III- İLGİLİ ULUSLAR ARASI HUKUK, ANAYASA, KANUN, TÜZÜK, YÖNETMELİK VE DİĞER MEVZUAT HÜKÜMLERİ İLE YARGI KARARLARI:
Bilindiği üzere, 3402 sayılı Kadastro Kanunun 14. maddesi “Tapuda kayıtlı olmayan ve aynı çalışma alanı içinde bulunan ve toplam yüzölçümü sulu toprakta 40, kuru toprakta 100 dönüme kadar olan (40 ve 100 dönüm dahil) bir veya birden fazla taşınmaz mal, çekişmesiz ve aralıksız en az yirmi yıldan beri malik sıfatıyla zilyetliğini belgelerle veya bilirkişi veyahut tanık beyanlarıyla ispat eden zilyedi adına tespit edilir.” hükmünde olup, aynı Kanunun 21. maddesinde ise; kadastro çalışması sırasında, kayıt ve belgelerde yazılı miktara itibar edilmesi gereken hallerde kayıt ve belgeler değişebilen ve genişletilmeye elverişli sınırı ihtiva ediyorsa miktar fazlasının o taraftan ifraz edileceği, değişmeyen ve genişletilmeye elverişli olmayan sınırlı kayıt ve belgelere dayanan tespitlerde, miktara itibar edilmesi gerektiği takdirde, miktar fazlası zilyedin göstereceği taraftan ifraz edileceği ve zilyedin tespit sırasında hazır bulunmaması veya tercih hakkını kullanmaktan kaçınması halinde ifrazın, zilyedin yararına uygun düşen taraftan yapılacağı hüküm altına alınmıştır.

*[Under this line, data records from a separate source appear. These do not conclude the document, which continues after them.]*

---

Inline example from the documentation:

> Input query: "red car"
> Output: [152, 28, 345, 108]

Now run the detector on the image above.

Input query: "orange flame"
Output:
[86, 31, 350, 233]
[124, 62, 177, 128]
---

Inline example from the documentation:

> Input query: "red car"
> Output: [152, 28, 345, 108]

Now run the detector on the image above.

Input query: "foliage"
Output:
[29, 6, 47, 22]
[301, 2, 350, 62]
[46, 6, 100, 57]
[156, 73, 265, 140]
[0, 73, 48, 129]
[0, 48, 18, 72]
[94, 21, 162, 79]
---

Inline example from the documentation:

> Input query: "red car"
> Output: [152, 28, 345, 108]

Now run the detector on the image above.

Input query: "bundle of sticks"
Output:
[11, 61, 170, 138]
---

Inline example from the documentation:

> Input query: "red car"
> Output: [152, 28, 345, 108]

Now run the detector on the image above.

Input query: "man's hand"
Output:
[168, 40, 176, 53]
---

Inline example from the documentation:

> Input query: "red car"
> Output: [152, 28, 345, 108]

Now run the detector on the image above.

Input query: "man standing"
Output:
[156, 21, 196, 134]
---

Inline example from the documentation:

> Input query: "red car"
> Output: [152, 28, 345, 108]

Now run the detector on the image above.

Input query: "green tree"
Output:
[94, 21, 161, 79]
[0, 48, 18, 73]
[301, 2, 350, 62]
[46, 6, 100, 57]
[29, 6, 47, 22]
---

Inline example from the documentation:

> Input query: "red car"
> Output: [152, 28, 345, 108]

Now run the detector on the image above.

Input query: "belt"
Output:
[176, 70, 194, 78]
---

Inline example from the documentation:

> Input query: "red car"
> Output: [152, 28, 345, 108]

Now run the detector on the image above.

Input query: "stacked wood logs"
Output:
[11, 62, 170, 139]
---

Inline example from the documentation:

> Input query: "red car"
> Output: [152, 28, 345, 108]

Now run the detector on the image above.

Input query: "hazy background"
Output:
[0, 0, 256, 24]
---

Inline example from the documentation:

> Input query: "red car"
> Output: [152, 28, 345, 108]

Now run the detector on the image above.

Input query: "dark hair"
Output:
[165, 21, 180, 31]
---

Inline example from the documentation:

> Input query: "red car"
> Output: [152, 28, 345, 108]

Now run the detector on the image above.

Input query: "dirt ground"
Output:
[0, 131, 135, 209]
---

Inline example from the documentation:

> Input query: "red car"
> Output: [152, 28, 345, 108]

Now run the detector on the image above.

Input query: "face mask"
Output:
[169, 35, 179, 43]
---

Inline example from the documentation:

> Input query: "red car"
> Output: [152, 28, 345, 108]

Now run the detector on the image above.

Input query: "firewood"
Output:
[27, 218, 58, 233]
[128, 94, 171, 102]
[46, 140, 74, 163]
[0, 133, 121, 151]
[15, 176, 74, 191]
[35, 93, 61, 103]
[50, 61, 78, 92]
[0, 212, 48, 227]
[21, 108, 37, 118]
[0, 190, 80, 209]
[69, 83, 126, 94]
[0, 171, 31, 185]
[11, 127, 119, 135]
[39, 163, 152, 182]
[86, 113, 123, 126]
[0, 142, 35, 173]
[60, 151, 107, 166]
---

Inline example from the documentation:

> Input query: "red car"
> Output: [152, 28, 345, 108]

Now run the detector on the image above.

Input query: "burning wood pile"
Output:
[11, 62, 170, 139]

Diğer taraftan; 3402 sayılı Kanunla yürürlükten kaldırılan mülga 766 sayılı Tapulama Kanununun 1617 sayılı Kanunla değişik 33. maddesinde “Tapuda kayıtlı olmayan ve beher parçasının yüzölçümü 20 dönüme kadar olan (20 dönüm, dahil) gayrimenkul, çekişmesiz ve aralıksız en az 20 yıldan beri malik sıfatıyla zilyetliğini, belgelerle veya bilirkişi veyahut tanık beyanlarıyla tevsik eden zilyedi adına kaydedilir.
Aynı şahsın yekdiğerine bitişik olup da, yüzölçümü toplamı '20 dönümden fazla bulunan müstakil parçalar üzerindeki zilyetliği ayrı ayrı sebeplere dayandığı takdirde, her parçanın yüzölçümü 20 dönümü geçmemek ve zilyetliğe ilişkin diğer unsurlar mevcut olmak kaydı iler bu parçalar zilyedi adına kaydedilir.
Yüzölçümü 20 dönümü geçen müstakil parçaların veya aynı şahsın ayrı ayrı sebeplere dayanarak zilyedi bulunduğu yekdiğerine bitişik ve yüzölçümleri 20 dönümü aşan birden fazla parçalardan her birinin 20 dönümlük kısmı, zilyetliğe ait 1 inci fıkradaki unsurların mevcudiyeti halinde zilyedi adına kaydedilir.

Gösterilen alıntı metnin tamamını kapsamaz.